Developer Bruce Ratner (left) took some time away Thursday from fretting over his planned Atlantic Yards project to host a topping out soirée for his Frank Gehry-designed Beekman apartment tower, capping the vertical rise of what is to be the tallest residential building in the city.
Filling half of Beekman Street at the Lower Manhattan tower's base, Mr. Ratner and a host of union officials and others involved in the project all lauded the development--started pre-Lehman crash, when filling a luxury tower at high rates seemed a bit more realistic--before hoisting a concrete bucket up 867 feet to the building's top.
(In the meantime, the Atlantic Yards project was hit with another lawsuit.)
We snapped some photos and briefly caught up with Mr. Gehry (right) to chat about the tower.
-Eliot Brown
Brian Letwin
The event was infinitely more successful than the last time Mr. Ratner and his firm, Forest City Ratner, tried to have one for the Beekman tower.
The prior attempt was in February 2008, and with a set of government officials and executives set to arrive—and renderings readied for their unveiling—a crane collapsed on East 91st Street, killing two people. Apparently keen to the realization that the announcement of major work beginning on one of the city’s taller skyscrapers-to-be on the same day might draw more bad press than good, the event was scrapped.

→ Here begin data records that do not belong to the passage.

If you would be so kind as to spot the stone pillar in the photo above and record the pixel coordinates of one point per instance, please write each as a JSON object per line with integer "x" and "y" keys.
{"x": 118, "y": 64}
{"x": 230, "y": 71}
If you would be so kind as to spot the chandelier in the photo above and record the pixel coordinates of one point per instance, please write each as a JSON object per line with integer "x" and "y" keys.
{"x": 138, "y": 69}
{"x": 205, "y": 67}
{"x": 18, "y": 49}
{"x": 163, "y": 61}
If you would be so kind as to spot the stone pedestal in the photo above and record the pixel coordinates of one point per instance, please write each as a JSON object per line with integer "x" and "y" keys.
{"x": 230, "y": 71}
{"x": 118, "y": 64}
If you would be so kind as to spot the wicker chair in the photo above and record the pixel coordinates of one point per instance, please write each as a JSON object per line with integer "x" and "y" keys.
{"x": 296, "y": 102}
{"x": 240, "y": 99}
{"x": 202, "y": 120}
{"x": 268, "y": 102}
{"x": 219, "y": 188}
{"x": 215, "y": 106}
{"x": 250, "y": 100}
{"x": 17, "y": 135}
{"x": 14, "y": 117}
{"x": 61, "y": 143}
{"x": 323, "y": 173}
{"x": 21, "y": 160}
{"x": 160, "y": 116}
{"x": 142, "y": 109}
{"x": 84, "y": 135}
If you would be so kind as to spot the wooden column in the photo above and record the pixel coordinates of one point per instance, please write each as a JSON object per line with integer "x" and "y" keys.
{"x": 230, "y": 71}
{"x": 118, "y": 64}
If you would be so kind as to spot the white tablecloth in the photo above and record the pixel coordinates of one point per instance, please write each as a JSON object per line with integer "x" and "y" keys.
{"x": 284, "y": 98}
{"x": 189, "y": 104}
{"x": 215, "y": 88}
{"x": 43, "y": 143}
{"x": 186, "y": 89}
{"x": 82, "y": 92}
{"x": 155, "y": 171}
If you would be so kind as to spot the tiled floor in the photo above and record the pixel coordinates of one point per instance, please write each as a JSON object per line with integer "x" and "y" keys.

Thus Mr. Gehry had said little in a public forum about the tower, beyond magazine interviews.
Brian Letwin
Mr. Gehry was blunt, taking the podium to say, simply, “No Viagra,” pointing straight up with his finger. It is his tallest building by far—he said the tallest he’d previously designed had been under 40 stories—though he said he would wait until the real elevators were done before venturing to the top.
Brian Letwin
I grabbed Mr. Gehry after the event for a few minutes, and he talked some about how he came to design the tower.
“First of all, it’s a New York building, and so I respected the body of the New York skyscraper,” he said. “I think, for me, the best model of how to do it was Cesar Pelli,” he said, adding that his style is “very simple, doesn’t try any tricks, just respects the language.
“We built many models of this. I holed myself up two days in a tall hotel room here and just looked at the skyline while I was designing it.”
Brian Letwin
The tower’s most defining characteristic is its skin, which has undulating streaks that ride up the building, like small aluminum waves.
Mr. Gehry said that in a skyscraper project of this size he was constrained by the need to make the apartments conform to a general set of what is needed: walls without sharp edges, predictable layout, etc.
“There’s very little room to mess with it inside. The marketplace dictates, pretty much, how apartments are laid out, for better or for worse,” he said.
This led to the waves.
“There is a need to follow that, and the only thing I could play with was the idea of having bay windows, so if you put a bay window in every living room, they would line up; you’d have a stripe.
“And I wanted to loosen that up. So I found out that if I moved the bay window at each floor, I could get these softer, drawn images. So most of those bumps are actually nothing more than a conventional bay window,” he said, pointing to the waves.
That undulation is, he said, inspired by Bernini folds, the folds on the clothing of marble sculptures carved in the 17th century.